E as escolas, elas eram apenas currais dentro deste mundo falso. Oficialmente o objetivo das escolas é ensinar. Na verdade seu maior objetivo é manter as crianças trancadas em algum lugar pela maior parte do dia para que os adultos possam cuidar da vida. E eu não vejo problema nisso: numa sociedade industrial especializada, seria um desastre ter crianças soltas por aí.
O que me incomoda não é os garotos serem mantidos em prisões, mas que (a) ninguém conta isso a eles, e (b) as prisões na maioria das vezes são mantidas por outros presos. Mandam garotos passarem seis anos decorando fatos insignificantes em um mundo governado por uma fortaleza de gigantes que correm atrás de uma bola oblonga marrom como se essa fosse a coisa mais natural do mundo. E se eles se recusam a ir em frente nesta mistura surreal, dizem que eles não se encaixam.
A vida nesse mundo deformado é estressante pras crianças. E não só para as que não se encaixam. Como em qualquer guerra, os vencedores também não saem ilesos.

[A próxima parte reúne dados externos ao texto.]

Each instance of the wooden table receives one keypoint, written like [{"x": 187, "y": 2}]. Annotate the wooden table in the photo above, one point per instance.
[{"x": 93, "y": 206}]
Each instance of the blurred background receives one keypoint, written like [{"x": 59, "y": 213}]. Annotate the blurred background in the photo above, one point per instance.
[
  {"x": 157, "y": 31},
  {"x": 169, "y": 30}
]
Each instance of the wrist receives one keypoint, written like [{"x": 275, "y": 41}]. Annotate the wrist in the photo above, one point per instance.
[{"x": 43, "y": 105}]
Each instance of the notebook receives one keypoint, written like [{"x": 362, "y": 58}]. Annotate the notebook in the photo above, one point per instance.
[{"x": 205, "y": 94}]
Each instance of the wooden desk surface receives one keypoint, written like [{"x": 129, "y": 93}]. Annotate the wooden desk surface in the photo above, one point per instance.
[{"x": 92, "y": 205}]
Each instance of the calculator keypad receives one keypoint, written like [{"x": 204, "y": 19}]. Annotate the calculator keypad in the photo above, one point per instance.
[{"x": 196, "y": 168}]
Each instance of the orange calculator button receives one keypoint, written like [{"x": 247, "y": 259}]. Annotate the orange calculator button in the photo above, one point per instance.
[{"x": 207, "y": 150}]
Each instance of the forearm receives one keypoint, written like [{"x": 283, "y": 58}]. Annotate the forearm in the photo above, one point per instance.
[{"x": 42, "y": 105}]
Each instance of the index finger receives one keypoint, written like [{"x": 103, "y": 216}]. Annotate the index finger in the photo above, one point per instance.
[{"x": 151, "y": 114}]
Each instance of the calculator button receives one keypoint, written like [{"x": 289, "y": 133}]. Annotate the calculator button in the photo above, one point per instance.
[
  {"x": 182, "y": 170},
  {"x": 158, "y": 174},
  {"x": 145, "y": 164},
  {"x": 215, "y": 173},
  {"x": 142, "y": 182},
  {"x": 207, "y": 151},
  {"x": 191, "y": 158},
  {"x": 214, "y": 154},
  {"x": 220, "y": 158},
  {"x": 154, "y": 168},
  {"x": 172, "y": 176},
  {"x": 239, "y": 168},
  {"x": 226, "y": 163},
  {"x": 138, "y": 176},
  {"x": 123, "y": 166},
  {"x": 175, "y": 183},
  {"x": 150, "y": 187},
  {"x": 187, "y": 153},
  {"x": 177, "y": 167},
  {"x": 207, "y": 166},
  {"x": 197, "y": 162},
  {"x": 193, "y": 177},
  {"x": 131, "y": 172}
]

Os adultos não podem deixar de ver que seus adolescentes estão atormentados. Então por que eles não fazem nada a respeito? Porque eles culpam a puberdade. O motivo de garotos serem tão infelizes, dizem os adultos a si mesmos, é que agora novos e monstruosos hormínios e produtos químicos estão estragando suas correntes sanguíneas e zoneando tudo. Não há nenhum problema no sistema; é que é inevitável que crianças nessa idade sejam infelizes.
Essa idéia está tão impregnada que mesmo os garotos acreditam nela, o que provavelmente não ajuda. Alguém que ache que é natural que seu pé doa não vai parar pra considerar a chance de estar usando sapatos do tamanho errado.

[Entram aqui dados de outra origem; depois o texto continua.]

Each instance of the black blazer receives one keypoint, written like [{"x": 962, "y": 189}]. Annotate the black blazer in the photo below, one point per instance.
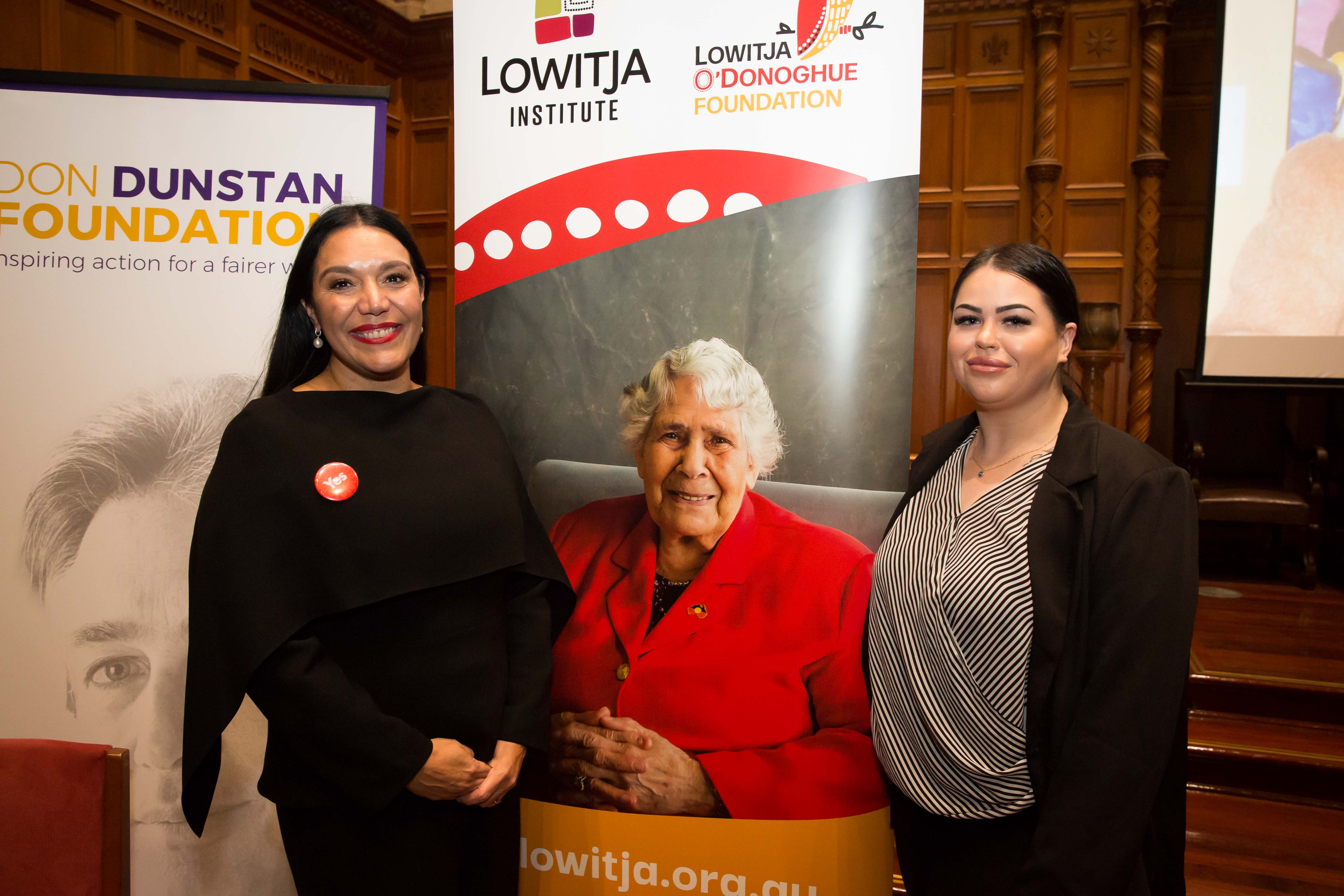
[{"x": 1112, "y": 543}]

Tenho minhas suspeitas quanto à essa teoria de que garotos de treze anos são naturalmente uma bagunça. Se é fisiológico, tem que ser universal. Os nímades da Mongólia são todos niilistas com treze anos? Já li um bocado sobre história, e não vi uma única referência a este suposto fato universal antes do século vinte. Os adolescentes aprendizes da Renascença parecem ter sido alegres e entusiasmados. Claro, eles se metiam em brigas e faziam brincadeirinhas entre eles ” Michelangelo teve o nariz quebrado por um valentão ” mas não eram loucos.
Até onde eu sei, o conceito de adolescente com hormínios malucos é da mesma época do subúrbio. Não acho que seja uma coincidência. Acho que os adolescentes enlouquecem pela vida que são obrigados a levar. Os adolescentes aprendizes na Renascença trabalhavam feito cães. Os adolescentes de hoje são cachorrinhos neuróticos. Sua loucura é a loucura da falta de sentido em tudo.